Bombay Stock Exchange (BSE):


The Bombay Stock Exchange (BSE) is the oldest stock exchange in Asia and was established as early as 1875 itself. The BSE is a voluntary, non-profit making association of brokers members. Features: It has also a fully automated screen based trading system know as, BSE online Trading System (BOLT) ; It has also three segments: Capital Market, Wholesale Debt Market and Derivatives Market. It has more than 700 members and most of them are individuals. At present, corporate members are being admitted. The most popular indices are: SENSEX, BSE 200, Dollex, BSE 500 etc. The BSE dominate the Indian Capital Market by accounting for more than 60% of all-India turnover;

(B) Financial Institutions


There is two types of financial institutions in India: 1. Banking and 2. Non-Banking.

Banking Institutions:
Scheduled Commercial Bank: Scheduled commercial banks are those included in the second schedule of RBI Act, 1934. In terms of ownership and function scheduled commercial banks are classified in four categories: Public Sector Banks, Private Sector Banks, Foreign Banks in India and Regional Rural Banks. Public Sector Banks: Public sector banks are those banks in which the Government has major holdings (e.g. State Bank of India and other Nationalised banks); Private Sector Banks: The banks which have been setup in 1990s under the guidelines of the Narasimham Committee are referred to as private sector banks (e.g. Citi Bank, HSBC etc).

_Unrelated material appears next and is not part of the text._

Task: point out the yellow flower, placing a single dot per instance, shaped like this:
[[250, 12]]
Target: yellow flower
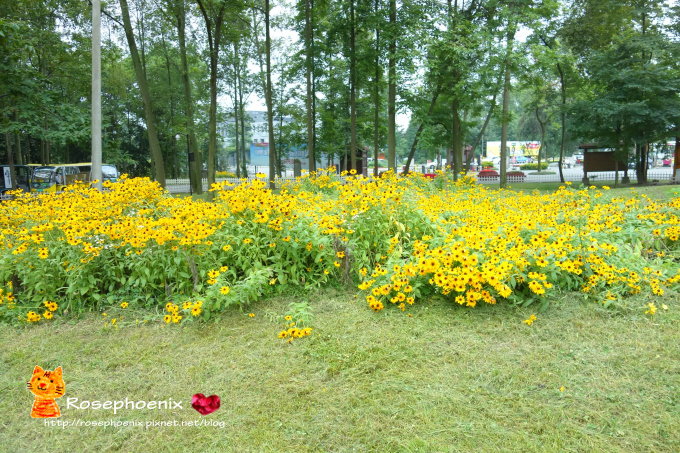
[[529, 321], [32, 316]]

Foreign Banks in India: Foreign banks in India (e.g. Standard Chartered etc.) are those banks who has benefited the Indian Financial System by enhancing competition, transfer of technology and specialised skills resulting in higher efficiency and greater satisfaction. The have also enabled large Indian Companies to access foreign currency resources from their overseas branches in times of foreign currency constraints. Regional Rural Banks: These banks came into existence under the Regional Rural Banks Ordinance, 1975 for the development of agriculture, trade and commerce in rural areas and to provide credit facilities to small and marginal farmers, agricultural labourers and small entrepreneurs is known as regional rural bank (e.g Paschim Banga Gramin Bank, Rashtriya Gramin Bikash Bank etc.).

Non Banking Institution:


Non-Banking Finance Companies (NBFCs): NBFCs are financial intermediaries engaged in the business of accepting deposits from the public and delivering credit to the unorganised sector and to small local borrowers. NBFCs have also a supplement role in meeting the increasing financial needs of the corporate sector. As compared to the scheduled commercial banks, they can take quick decisions, assume grater risks, and tailor-make their services and charges according to the needs of the clients. Different segments of NBFCs: Hire Purchase Finance Company; Loan Company; Mutual Benefit Finance Company; Equipment Leasing Company and Chit Fund Company.